These are some of the sights that greeted us to our "home" for the night.
|Little ones checking out the strange guy with the camera.|
|One of the nicer homes in the village.|
|Typical scene in the village|
After we set down our small bags of toiletries, clothes, and food in the outdoor area where we would make camp for the night we were invited to take a walking tour of the village with one of the nicest men we met on the entire trip. (I am embarrassed that I can't recall his name now but I will never forget him!)
|Love these faces!|
|Starting our tour.|
|Our tour guide (back) and Jen with one of the elders of the village.|
|My daughter, Mika, with a beautiful baby boy.|
|Our set-up for the night.|
|The downside of having light in the dark is BUGS!|
As the darkness set in we tried to get comfortable and waited for bedtime. Our team set up our mosquito nets for us over our cots on which we laid a thin mattress. I didn't find out until the next day that the nets weren't just for mosquitoes but for the swarms of bugs that were present in the village and apparently attracted to the lights we had hanging over our beds. Shocker!
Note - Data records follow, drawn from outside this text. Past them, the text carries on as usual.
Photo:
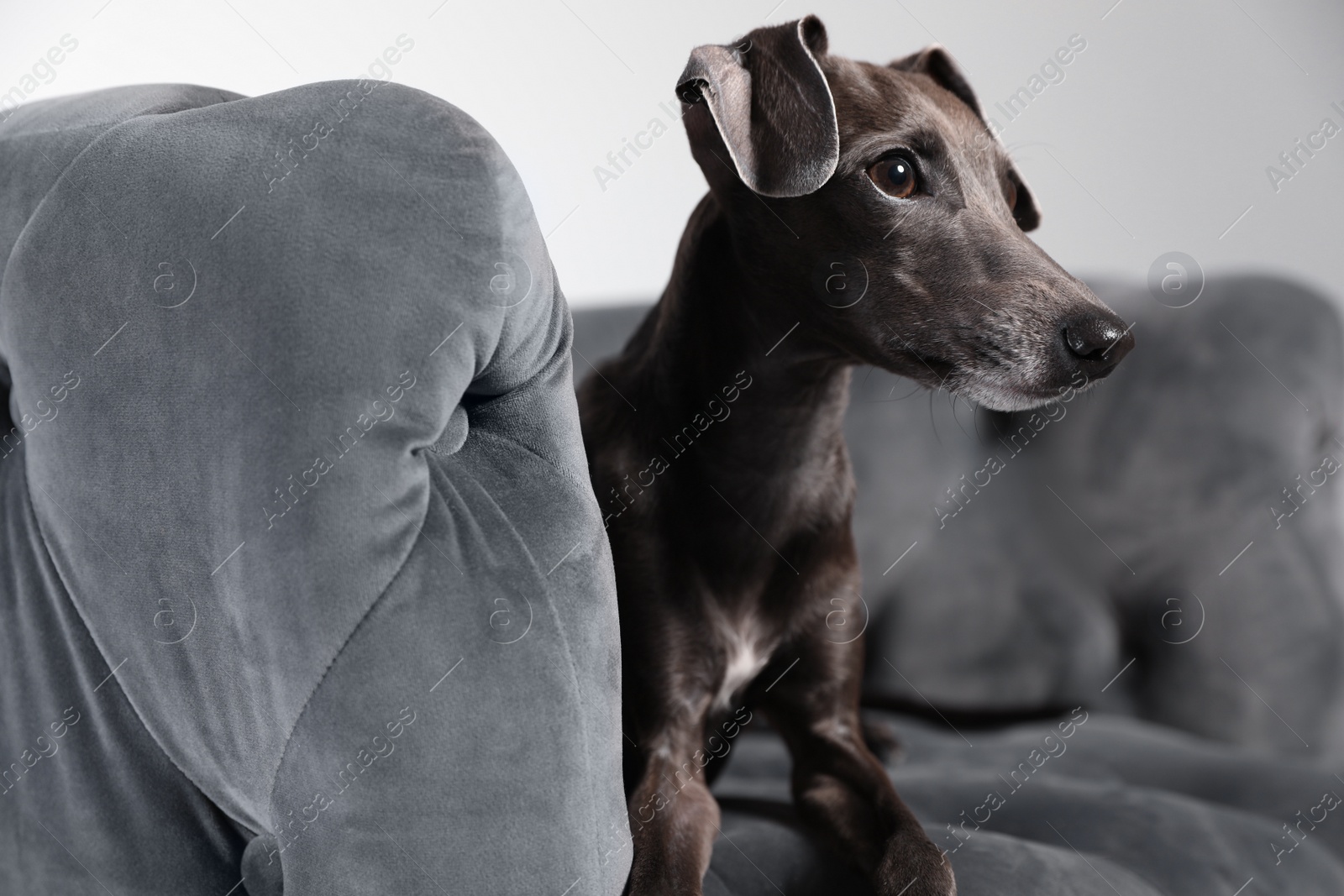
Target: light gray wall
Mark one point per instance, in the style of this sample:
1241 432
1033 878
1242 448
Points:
1158 139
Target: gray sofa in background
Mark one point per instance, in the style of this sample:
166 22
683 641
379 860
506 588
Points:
1120 557
304 589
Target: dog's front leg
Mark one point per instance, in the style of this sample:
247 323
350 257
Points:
839 786
674 819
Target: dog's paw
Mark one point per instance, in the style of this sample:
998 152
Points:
914 867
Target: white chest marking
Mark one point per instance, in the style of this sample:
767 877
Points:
746 660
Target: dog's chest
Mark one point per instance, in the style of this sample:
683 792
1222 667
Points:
746 651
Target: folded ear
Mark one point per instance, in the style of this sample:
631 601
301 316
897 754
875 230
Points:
937 63
769 103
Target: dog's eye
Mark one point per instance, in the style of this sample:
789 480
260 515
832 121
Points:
894 176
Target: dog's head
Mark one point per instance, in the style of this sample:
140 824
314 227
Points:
880 194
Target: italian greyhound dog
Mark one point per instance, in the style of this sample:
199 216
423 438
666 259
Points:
858 214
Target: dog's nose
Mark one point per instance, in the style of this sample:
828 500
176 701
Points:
1097 342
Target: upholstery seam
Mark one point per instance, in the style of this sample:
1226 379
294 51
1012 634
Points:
573 678
322 679
102 652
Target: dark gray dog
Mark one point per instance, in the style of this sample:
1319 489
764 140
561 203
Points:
857 214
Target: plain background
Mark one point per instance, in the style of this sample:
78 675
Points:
1158 139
The villagers planned to have a "durbar" that evening starting around 9PM. A durbar is a ceremonial party with lots of tribal music and dancing. I stayed up taking pictures and "hanging out" with everyone for a while waiting for the durbar to start but I ran into a problem or two
#1-I was exhausted.
#2-I was wearing a white T-shirt--thinking white is a cool color and that would be smart to wear during the hot days of Africa. However, in addition to picking up dirt everywhere it was also quite attractive to the bugs, in addition to the headlamp I was wearing. Smart guy that I am ;-) I realized quickly my high-tech headlamp was nothing but a bug magnet and target and its usefulness rapidly diminished.
|This little guy is up past his bedtime. So is Jen!|
--Petting a crododile? No problem.
--Shooing away the young hustlers trying to get our money? Check!
--Dealing with the scare of a near fatal van accident? OK.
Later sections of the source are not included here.